Crezth has it. What has to be understood is that Skyrim's gameplay and its story are fundamentally at odds with one another, to a greater extent than any other TES game. When I say that Skyrim is a sandbox and not an RPG, I want you to think of, oddly enough, Grand Theft Auto 4.
Grand Theft Auto 4's story, concerning Niko Bellic, has him endlessly agonizing over something bad he did during the Yugoslavian Wars and grappling with the nature of his morality and place in Liberty City in the present day. On the face of it, this is a compelling story. In actual practice, it's totally ludicrous. Niko's violent past means nothing when, after a cutscene ends, a player can take a car on a sidewalk and murder hundreds of random pedestrians. People complained about this, but not to any truly great extent, because everyone understood GTA4 was a sandbox game first and foremost.
Not so Skyrim, but Skyrim is also a sandbox game, it just wants to trick you into thinking it's an RPG (like GTA4 did with various RPG elements) only it's more insidious. TES has a deep backstory, but that backstory also contains things like CHIM and Dragonbreaks, which allow for the total violation of reality, causality, and locality. TES, in particular Skyrim, is an "RPG series" with a wink-and-nod. This becomes more apparent when you consider that your main form of interaction with the world is murdering people (and sometimes talking to them).

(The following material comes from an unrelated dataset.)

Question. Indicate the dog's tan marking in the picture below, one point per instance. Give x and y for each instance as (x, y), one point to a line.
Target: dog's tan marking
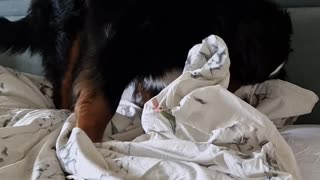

While it's true the worlds in TES are not very reactive (and never have been) and that this is primarily a technological limitation, it should be noted that the main form effects will take will be in the form of scripts and scripted events. It's technically feasible to build an elaborate, branching series of events, as demonstrated by Alpha Protocol, but this is fundamentally antithetical to the idea of Skyrim: Skyrim is a sandbox, not an RPG. It wants you to experience as much content as you want without locking you out of it if at all possible. Scripting does nothing
but lock you out of content.
While one certainly can imagine a game wherein events have profound consequences, waiting too long to do certain things seals them off and the situation advances without the player, and so on, and such a game would be bound to be interesting, that game would fundamentally be the exact opposite of Skyrim in purpose and premise. This is also reflected in the attitude of the game developers themselves and the tools they allow you to use. TES has become less consequentialist over time, not more. This is not an accident.

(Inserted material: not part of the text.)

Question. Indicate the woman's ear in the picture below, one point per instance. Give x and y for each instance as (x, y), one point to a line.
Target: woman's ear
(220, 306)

Want to kill an essential character? Use the console. Not powerful enough? Open the Creation Kit and delete them. Advance your way through quests. Teleport. Summon items. It's right there at the press of a button, and you'll even still get achievements if you do it. You have the power, and that power is CHIM. This isn't new:
Vivec nominally had access to Morrowind's Construction Set. TES, and Skyrim in particular, are about actions, not consequences—consequences impede or restrict actions. Consequences mostly come in the next game, not the current one, when they cease to be relevant because the player has assumed a new avatar.
While I can understand the desire for a more immersive "simulation," TES is actually anything but a simulation and you have attached yourselves to the petty surface features it adopts to mimic one. It's a game about being a God—how much you want to exercise or restrict your divine power is up to you, and that's part of the fun. If you want an extremely nuanced game to roleplay in, you've either picked the wrong one or you're not deploying your imagination enough.